The Significant Differences Between a Limited Partner and a General Partner
- In the event of a company’s bankruptcy, the assets of the GP may become a means to pay debts. In contrast to general partners, limited partners have limited liability. A lawsuit can also be initiated against GPs for the company’s debts. But because silent partners do not have the same authority as general partners, they do not have to go through these.
- Silent partners do not have complete control over operations and management; rather, they have minimal control, whereas GPs have complete control over the entities’ business operations, management, and other decision-making.
- Unless otherwise stated in the agreement, all profits and losses are shared equally by the general partners. The silent partners receive a profit and loss share on the basis of their investments or the terms of the agreements.
- The complexity of the general partners’ structure is very low when compared to the complexity of the limited partners’ structure.

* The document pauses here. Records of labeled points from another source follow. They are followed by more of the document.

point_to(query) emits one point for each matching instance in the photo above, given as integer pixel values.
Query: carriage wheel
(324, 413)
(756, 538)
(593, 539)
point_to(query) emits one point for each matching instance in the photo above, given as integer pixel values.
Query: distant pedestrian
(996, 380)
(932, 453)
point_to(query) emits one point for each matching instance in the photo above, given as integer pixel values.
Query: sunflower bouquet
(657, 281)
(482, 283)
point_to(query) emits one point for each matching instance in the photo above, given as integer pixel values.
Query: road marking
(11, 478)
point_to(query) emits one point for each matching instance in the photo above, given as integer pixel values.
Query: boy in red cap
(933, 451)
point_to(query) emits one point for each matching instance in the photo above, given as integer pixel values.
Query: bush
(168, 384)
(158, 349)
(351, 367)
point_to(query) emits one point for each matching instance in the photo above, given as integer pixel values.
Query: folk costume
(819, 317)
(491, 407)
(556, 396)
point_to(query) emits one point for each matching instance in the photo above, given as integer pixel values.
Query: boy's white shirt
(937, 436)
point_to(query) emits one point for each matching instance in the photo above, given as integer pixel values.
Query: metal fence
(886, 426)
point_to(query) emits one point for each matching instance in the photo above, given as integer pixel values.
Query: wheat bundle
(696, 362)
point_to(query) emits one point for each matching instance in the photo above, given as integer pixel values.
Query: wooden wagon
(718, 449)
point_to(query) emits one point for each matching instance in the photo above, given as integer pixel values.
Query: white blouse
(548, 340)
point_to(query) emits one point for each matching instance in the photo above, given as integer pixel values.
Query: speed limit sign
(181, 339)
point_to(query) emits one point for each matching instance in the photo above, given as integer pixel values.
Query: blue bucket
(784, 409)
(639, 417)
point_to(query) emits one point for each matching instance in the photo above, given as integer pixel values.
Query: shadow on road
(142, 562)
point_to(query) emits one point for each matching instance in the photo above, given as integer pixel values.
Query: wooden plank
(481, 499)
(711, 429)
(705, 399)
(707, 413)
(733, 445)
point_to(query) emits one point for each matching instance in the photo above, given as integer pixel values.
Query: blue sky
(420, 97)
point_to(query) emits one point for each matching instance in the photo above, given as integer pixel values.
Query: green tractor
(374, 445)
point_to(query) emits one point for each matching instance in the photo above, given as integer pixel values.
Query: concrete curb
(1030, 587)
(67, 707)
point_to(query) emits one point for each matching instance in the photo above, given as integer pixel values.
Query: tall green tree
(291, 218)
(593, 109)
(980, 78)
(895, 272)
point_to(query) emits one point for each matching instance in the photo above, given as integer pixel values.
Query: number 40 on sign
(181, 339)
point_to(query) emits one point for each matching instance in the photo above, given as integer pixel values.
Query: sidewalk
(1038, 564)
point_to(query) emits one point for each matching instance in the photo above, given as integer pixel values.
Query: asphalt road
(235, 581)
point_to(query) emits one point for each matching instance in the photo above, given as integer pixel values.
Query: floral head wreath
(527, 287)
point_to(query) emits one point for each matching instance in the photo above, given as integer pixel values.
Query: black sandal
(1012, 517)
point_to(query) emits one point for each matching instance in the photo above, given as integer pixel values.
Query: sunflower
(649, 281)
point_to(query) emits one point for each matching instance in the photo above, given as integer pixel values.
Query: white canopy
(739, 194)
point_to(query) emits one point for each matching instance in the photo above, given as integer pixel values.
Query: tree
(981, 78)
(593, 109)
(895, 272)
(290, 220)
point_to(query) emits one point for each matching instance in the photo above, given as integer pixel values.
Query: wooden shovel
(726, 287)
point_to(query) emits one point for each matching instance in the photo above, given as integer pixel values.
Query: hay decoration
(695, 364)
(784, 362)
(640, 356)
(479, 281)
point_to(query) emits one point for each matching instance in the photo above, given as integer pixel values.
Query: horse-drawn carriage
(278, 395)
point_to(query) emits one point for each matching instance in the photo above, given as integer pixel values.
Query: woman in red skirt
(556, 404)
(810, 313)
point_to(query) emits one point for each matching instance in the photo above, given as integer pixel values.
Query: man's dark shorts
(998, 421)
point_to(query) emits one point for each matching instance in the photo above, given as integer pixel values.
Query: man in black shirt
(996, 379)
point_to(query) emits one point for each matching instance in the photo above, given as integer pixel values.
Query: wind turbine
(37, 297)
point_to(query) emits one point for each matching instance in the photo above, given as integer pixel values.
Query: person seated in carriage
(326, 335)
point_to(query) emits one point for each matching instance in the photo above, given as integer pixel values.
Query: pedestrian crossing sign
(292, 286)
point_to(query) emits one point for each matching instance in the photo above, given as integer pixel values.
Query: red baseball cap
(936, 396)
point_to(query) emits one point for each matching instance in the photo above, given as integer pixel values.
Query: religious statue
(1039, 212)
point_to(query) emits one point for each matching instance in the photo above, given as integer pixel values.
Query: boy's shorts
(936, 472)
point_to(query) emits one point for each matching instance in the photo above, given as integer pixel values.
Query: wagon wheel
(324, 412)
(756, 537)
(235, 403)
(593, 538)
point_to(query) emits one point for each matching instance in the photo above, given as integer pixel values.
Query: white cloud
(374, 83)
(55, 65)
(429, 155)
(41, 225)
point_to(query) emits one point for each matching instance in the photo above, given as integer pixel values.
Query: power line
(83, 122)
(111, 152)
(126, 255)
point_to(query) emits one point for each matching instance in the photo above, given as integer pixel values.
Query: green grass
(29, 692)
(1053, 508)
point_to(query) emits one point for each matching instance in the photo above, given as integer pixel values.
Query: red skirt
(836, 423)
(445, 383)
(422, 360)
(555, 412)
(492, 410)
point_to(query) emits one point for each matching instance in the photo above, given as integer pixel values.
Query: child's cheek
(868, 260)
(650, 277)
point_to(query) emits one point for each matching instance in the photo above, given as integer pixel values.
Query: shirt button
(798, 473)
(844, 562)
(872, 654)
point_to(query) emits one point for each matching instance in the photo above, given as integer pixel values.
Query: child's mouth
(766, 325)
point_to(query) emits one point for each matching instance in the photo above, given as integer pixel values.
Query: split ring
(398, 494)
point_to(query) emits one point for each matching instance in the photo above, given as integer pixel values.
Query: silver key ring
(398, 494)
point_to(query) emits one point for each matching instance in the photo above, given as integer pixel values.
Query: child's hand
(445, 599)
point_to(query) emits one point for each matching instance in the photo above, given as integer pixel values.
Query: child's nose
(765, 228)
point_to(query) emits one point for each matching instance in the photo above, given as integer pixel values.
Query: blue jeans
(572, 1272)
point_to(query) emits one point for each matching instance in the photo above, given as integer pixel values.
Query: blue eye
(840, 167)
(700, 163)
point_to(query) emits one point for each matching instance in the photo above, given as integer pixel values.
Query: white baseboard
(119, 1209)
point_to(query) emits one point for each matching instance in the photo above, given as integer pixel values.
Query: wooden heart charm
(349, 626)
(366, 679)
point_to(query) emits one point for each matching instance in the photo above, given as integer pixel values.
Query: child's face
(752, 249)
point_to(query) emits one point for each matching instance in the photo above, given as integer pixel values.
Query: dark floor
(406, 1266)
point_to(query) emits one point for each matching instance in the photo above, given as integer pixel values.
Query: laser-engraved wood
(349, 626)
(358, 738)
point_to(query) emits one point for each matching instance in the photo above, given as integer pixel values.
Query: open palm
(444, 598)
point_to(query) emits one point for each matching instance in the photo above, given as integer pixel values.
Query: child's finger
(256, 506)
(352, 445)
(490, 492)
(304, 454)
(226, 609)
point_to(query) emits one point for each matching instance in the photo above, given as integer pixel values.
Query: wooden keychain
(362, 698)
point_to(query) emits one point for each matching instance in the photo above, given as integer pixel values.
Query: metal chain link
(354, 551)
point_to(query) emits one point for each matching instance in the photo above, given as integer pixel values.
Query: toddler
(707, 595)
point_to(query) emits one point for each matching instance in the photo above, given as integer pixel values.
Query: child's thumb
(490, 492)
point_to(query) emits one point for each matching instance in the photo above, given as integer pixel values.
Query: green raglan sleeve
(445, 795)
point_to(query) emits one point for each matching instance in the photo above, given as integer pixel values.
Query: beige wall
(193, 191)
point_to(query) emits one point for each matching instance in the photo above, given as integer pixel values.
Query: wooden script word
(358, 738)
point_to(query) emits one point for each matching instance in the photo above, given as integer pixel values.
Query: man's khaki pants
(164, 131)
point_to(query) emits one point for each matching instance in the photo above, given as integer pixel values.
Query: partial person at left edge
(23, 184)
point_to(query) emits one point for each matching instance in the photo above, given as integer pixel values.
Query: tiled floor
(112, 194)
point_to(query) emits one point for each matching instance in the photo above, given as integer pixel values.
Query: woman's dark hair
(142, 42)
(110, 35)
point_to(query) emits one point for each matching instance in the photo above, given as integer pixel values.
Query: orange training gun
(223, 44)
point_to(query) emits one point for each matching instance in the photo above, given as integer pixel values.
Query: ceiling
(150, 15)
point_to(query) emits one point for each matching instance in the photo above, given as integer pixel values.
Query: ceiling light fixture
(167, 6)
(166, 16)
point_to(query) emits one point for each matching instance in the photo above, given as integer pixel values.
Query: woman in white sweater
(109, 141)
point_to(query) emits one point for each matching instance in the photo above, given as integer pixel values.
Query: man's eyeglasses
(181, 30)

- Unless otherwise stated in the agreement, the general partner can be viewed as an equal owner of the entity. The partnership agreement specifies the ownership of the silent partners.
- Silent partners have no authority to make decisions or enter into contracts on behalf of the firm. GPs, on the other hand, have the authority to enter into legal contracts or any type of arrangement on behalf of the corporation.
The table below will help you get a clearer view of the distinctions above.
|Basis of Comparison||Limited Partners||General Partners|
|Liability||Unless otherwise stipulated in the agreement, limited partners are liable to the extent of their investment.||In the event of bankruptcy, general partners’ obligations are infinite, and their assets might be used to pay off obligations.|
|Ownership||The partnership agreement specifies who owns what.||Unless otherwise stipulated in the agreement, General Partners have equal ownership.|
|Control||In contrast to GPs, a silent partner has very less power.||The GP is in charge of the day-to-day operations and management of the company.|
|Profits / Loss||Profit and loss are divided based on the partner’s investment;|
Or otherwise, as per the terms of the legal agreement.
|Except as otherwise established in the agreement, GPs split profits and losses equally.|
|Structure||Structure is often more complex||The structure for this is pretty simple.|
|Documentation||The limited partnership necessitates additional paperwork.||This form of business requires less paperwork.|
|Participation||In a limited partnership, there is less involvement in day-to-day business activities.||General partners play a significant role in business operations and management.|
- A GP is a business owner who shares in the company’s profits.
- They could include doctors, lawyers, or other professionals who are in partnership in order to maintain independence while being a part of a larger enterprise.
- They may be held personally accountable for the company’s debts.